Harold Pinter utilise ici le fameux trio infernal: le mari, la femme et l’amant, qu’il situe dans un milieu d’intellos bourgeois : Elle, tient une galerie d’art; l’Amant, lui, est agent littéraire, et Le Mari, le meilleur ami de l’Amant, éditeur. Mais, fidèle à son « théâtre de la menace », Harold Pinter bouscule les règles du vaudeville et  tisse entre les trois, des liens intimes et indéfectibles, quoi que chacun sache des vilenies des deux autres, mais, véritable coup de génie, inverse l’ordre chronologique de l’action.
C’est un jour du printemps 1977; les deux amants, tous deux mariés, se revoient, deux ans après leur rupture, dans un bar anonyme et froid à la Edward Hopper. Et ils vont revivre, à rebours, les épisodes-clefs des sept ans qu’a duré leur liaison: depuis leur rupture à l’hiver 1975 dans le petit studio qu’ils se sont loué dans la banlieue de Londres, jusqu’au coup de foudre initial en 1968.
Ici, pas d’intrigue à dénouer mais une révélation progressive des mensonges de chacun. Qui trompe qui? Qui sait quoi? D’épisode en épisode, dans une combinatoire subtile où alternent les scènes à deux (Femme/Amant, Mari/Amant, Femme/Mari), et les séquences à trois où la question devient vertigineuse, et où le doute nous prend sur la nature de tout lien amoureux ou amical.
Spectateur de ces trahisons plurielles, le public suit comme un feuilleton, cette succession de neuf courts tableaux situés dans des lieux divers et datés au titre précis: hiver 1978 au studio, automne 1974 chez l’Amant, été 1973 à Venise, etc…). Ces différents lieux et époques impliquent de nombreux changements de décor et costumes, qui prennent parfois du temps; le rythme est donc parfois un peu laborieux, malgré un dispositif astucieux de châssis coulissants.

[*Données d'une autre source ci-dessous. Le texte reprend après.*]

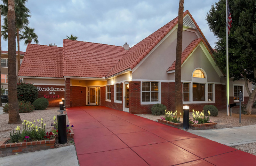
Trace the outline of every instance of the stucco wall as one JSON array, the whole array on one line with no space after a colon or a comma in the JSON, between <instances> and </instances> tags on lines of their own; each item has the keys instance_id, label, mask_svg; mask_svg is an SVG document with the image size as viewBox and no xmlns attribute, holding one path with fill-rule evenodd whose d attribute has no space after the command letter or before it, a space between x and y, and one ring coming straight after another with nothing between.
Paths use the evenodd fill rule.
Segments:
<instances>
[{"instance_id":1,"label":"stucco wall","mask_svg":"<svg viewBox=\"0 0 256 166\"><path fill-rule=\"evenodd\" d=\"M181 67L181 80L191 81L193 71L197 68L206 73L208 82L220 82L220 78L201 47L198 46Z\"/></svg>"},{"instance_id":2,"label":"stucco wall","mask_svg":"<svg viewBox=\"0 0 256 166\"><path fill-rule=\"evenodd\" d=\"M132 74L132 79L170 80L166 71L176 59L177 29L160 44ZM183 31L182 50L198 38L193 32Z\"/></svg>"}]
</instances>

Frédéric Bélier-Garcia, dont la mise en scène est élégante et précise, ne paraphrase pas l’écriture incisive et elliptique de Pinter, toute en creux et cela confère aux comédiens une grande latitude de jeu. Et, de par la  dramaturgie et le registre qu’emprunte chacun, il y a quelque chose de musical dans ce trio. Denis Podalydès, le Mari, joue malicieusement d’une naïveté cynique; Léonie Simaga, Elle, féline et lumineuse, bouge avec grâce, mais  Laurent Stocker, L’Amant, un peu pataud, est moins convaincant.
Comme  les trois personnages connaissent (et nous la connaissons tous) l’issue de la pièce dès le début du spectacle, cela entretient une distance, et permet à cette suite de malentendus, somme toute cruels, de se développer avec humour, et de retrouver, bien qu’en demi-teinte, la dimension comique de tout vaudeville.
Bref, un bonne soirée en perspective ! On attend aussi avec impatience la version de Trahisons par le TGstan belge en juin prochain au Théâtre de la Bastille…

Mireille Davidovici

Théâtre du Vieux-Colombier 21 Rue du Vieux Colombier, 75006 Paris T.01 44 39 87 00 jusqu’au 26 octobre.